One of the more straight forward products Amazon offers. It can be comprised of both structured and unstructured data, the later is more common. It’s primary use is as storage space for your companies data lake, and is essentially a highly-scalable cloud storage platform with a focus towards interactivity between other AWS products. Such as security products like AWS CloudTrail or data warehousing products like; Redshift, RDS, or Aurora. There are a few different variants that cater to the particular needs that companies face, like S3 glacier. Which is an archive service with lower cost, but comes at the expense of response time, ranging from minutes to multiple hours. The items stored on S3 are referred to as objects and are limited to 5TB or less per object. You can access the objects through REST API, Software Dev Kits, or other Amazon query methods. In our daily lives as a data scientist, S3 will most commonly be a source of collecting data. It could be in a raw form that requires coercing to get usable data for analytics, but more often than not, companies won’t want to waste space on unnecessary data. Depending on the size of the company and frequency of the data pull, this data could have already been formatted, and inputed into some sort of database.

AWS Glue

AWS Glue is an extract, transform, and load (ETL) tool that enables us to more effectively pick out and homogenize data across multiple AWS services using metadata. By doing so it allows us to query and analyze new data much more efficiently. The illustration below, from AWS does a good job showing how new data in your S3 data lake can be seamlessly merged with existing data in a relational database to yield refined data that is ready for further preparation and analysis in Redshift and other utilities.

Amazon Athena

Amazon Athena is a SQL query tool for S3. Because of that, it’s arguably the easiest way to explore data inside of S3. The best fit for this tool lies in ad-hoc queries, but when combined with AWS Glue, we’re able to enrich the S3 data with other sources to reach meaningful conclusions using simple SQL queries and pumping it into Amazon QuickSight, Tableau, or other data interpretation tools.

Amazon Redshift

Amazon Redshift is a centralized repository for processing structured and unstructured data. This is where a bulk of our time is spent as data scientist. Then we can export it back to S3 for further analysis, or Amazon Quicksight to display your findings. One of the biggest advantages to utilizing a cloud computing platform like AWS is its ability to handle extremely large amounts data. Without it, our large queries and data processes would take an exhaustible amount of time, provided your computer doesn’t reject the request.

Amazon Timestream

Amazon Timestream is a unique database service that stores data in set time intervals. As an effect, it is optimized to run 1,000 times faster than conventional relational databases, and can process the new queries down to the nanosecond frequency. Real life data is always developing and fractional seconds count. Being able to collect and analyze your data, and create actionable responses as efficiently as possible is extremely valuable. The article below from the Motley Fool outlines the lengths high-frequency traders went through to obtain 1-billionth of a second advantage over fellow traders.
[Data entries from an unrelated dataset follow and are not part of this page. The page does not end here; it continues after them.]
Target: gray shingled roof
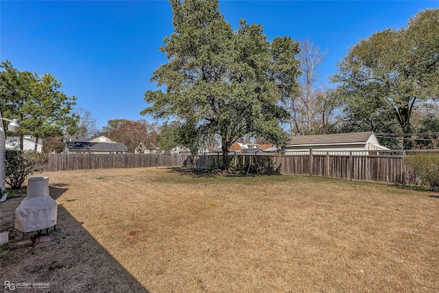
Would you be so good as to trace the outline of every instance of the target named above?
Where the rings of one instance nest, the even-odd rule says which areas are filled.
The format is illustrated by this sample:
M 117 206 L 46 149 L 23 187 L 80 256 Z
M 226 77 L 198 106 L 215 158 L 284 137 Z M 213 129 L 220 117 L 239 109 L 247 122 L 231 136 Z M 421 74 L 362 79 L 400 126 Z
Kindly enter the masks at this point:
M 67 141 L 69 150 L 110 150 L 128 152 L 128 148 L 120 143 L 90 143 L 88 141 Z
M 287 141 L 287 145 L 366 143 L 372 134 L 372 131 L 368 131 L 366 132 L 291 137 L 288 141 Z

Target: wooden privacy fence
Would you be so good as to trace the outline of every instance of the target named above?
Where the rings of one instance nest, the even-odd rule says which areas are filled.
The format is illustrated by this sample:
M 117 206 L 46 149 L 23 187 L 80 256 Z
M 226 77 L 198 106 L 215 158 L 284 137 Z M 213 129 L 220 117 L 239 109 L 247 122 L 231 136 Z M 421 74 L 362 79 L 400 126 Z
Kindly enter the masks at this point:
M 397 184 L 418 183 L 403 158 L 420 151 L 359 152 L 349 154 L 315 154 L 312 150 L 296 154 L 265 152 L 230 154 L 232 167 L 260 173 L 302 175 L 351 180 Z M 439 152 L 438 152 L 439 155 Z M 135 168 L 145 167 L 193 166 L 195 168 L 221 168 L 221 153 L 167 154 L 50 154 L 46 169 L 62 171 L 87 169 Z
M 182 155 L 166 154 L 49 154 L 47 171 L 182 165 Z

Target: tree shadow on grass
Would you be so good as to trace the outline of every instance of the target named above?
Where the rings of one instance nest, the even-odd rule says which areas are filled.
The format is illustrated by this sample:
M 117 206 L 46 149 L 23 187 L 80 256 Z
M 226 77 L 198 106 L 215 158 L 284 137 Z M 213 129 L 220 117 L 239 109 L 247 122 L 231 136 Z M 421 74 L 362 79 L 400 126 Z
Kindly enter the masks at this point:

https://www.fool.com/investing/general/2016/02/23/the-absurdity-of-what-investors-see-each-day.aspx

Amazon Aurora and Amazon RDS

Amazon RDS – Is a hosted database service that enables data exploration inside of Redshift. Amazon allows the customer to choose between these engines to run queries off of:

PostgreSQL
MySQL
MariaDB
Oracle
Microsoft SQL Server
Amazon Aurora

Amazon Aurora – Is a cloud based relational database engine that is 5x faster than standard mySQL queries, but maintains compatible with mySQL and PostgreSQL.

Realizations

Amazon offers a lot of products. A lot of those products seem to do similar things, but they all seem to have their niche in Amazon’s product line. As needs emerge for Amazon customers, it is evident that Amazon has the resources to evolve and incorporate this into existing products or develop an entirely new tool to deal with this need.